- A pressão do bolsonarismo pelo impeachment do ministro Alexandre de Moraes, do Supremo Tribunal Federal (STF), está influenciando a corrida ao Senado em 2026.
- Pré-candidatos em estados como Rio de Janeiro, São Paulo, Mato Grosso e Paraíba enfrentam cobranças para criticar o STF.
- O governador de São Paulo, Tarcísio de Freitas, e o secretário de Segurança, Guilherme Derrite, são criticados por sua hesitação em se posicionar contra a Corte.
- No Rio de Janeiro, o governador Cláudio Castro busca uma vaga no Senado, mas sua postura moderada gera desconfiança entre aliados de Bolsonaro.
- Em Mato Grosso, o governador Mauro Mendes critica a falta de ação do presidente do Congresso, Davi Alcolumbre, em relação ao impeachment de Moraes.
A pressão do bolsonarismo pelo impeachment do ministro Alexandre de Moraes, do Supremo Tribunal Federal (STF), está moldando a corrida ao Senado em 2026. Pré-candidatos em estados como Rio de Janeiro, São Paulo, Mato Grosso e Paraíba enfrentam cobranças para adotar posturas mais críticas ao STF, especialmente em relação a Moraes.

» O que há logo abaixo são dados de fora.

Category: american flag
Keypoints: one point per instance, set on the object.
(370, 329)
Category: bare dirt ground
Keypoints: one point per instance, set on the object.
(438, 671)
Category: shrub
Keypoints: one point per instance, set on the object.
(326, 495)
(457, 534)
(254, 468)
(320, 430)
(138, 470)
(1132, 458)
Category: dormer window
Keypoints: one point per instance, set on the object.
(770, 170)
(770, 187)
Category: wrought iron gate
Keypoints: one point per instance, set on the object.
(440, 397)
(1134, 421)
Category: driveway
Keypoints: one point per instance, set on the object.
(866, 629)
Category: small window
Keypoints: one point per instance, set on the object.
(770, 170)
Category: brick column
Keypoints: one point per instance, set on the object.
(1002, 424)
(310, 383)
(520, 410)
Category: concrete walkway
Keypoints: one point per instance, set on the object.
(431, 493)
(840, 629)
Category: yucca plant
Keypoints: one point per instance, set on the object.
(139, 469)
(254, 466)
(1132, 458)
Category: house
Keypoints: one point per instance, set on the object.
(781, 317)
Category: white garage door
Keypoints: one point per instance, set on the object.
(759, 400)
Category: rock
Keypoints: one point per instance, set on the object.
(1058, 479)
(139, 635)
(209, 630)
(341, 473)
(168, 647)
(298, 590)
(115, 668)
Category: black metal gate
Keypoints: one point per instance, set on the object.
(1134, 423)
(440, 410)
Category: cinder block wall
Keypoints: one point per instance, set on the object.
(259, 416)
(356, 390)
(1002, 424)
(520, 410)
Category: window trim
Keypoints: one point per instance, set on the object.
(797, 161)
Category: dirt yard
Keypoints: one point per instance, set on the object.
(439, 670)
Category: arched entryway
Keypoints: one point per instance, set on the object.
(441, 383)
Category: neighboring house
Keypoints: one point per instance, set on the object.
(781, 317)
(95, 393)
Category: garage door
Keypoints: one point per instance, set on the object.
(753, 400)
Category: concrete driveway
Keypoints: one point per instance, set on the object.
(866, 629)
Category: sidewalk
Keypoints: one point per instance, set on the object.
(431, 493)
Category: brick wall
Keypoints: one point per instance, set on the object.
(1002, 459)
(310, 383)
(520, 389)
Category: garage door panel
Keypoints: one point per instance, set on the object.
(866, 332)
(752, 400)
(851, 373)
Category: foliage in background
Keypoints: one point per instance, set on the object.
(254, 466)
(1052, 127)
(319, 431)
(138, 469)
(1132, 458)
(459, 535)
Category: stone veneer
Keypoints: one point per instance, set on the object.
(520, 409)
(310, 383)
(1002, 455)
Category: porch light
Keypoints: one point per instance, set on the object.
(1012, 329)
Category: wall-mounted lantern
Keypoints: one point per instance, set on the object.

Candidatos que antes se mantinham neutros agora são instados a se posicionar. Em São Paulo, a hesitação do governador Tarcísio de Freitas (Republicanos) em criticar o STF gera descontentamento. O secretário de Segurança, Guilherme Derrite (PP), um potencial candidato ao Senado, é alvo de críticas por não ter participado de manifestações que pediam um desagravo a Bolsonaro e atacavam o STF.
Cenário no Rio de Janeiro
No Rio de Janeiro, o governador Cláudio Castro (PL) busca uma vaga no Senado, mas sua postura moderada em relação ao STF gera desconfiança entre aliados de Bolsonaro. Castro, que enfrenta investigações, evita críticas diretas à Corte, o que levanta preocupações entre concorrentes como Sóstenes Cavalcante e Carlos Portinho. Eles exigem uma postura mais combativa em relação ao Supremo.
Em Mato Grosso, o governador Mauro Mendes (União) criticou o presidente do Congresso, Davi Alcolumbre (União-AP), por não pautar pedidos de impeachment contra Moraes. Mendes, embora evite atacar diretamente o STF, mantém diálogo com seus membros, o que gera desconforto entre os bolsonaristas.
Movimentações em Outros Estados
No Rio Grande do Sul, o governador Eduardo Leite se opõe ao impeachment, mas defende limitações a decisões monocráticas do STF. Em Santa Catarina, o senador Esperidião Amin apoia o impeachment, enquanto em Roraima, o senador Mecias de Jesus se alinha ao bolsonarismo, justificando que o impeachment é necessário para cessar perseguições.
A pressão para que candidatos se posicionem contra o STF está se intensificando, e a expectativa é que essa dinâmica continue a moldar a corrida ao Senado nos próximos meses.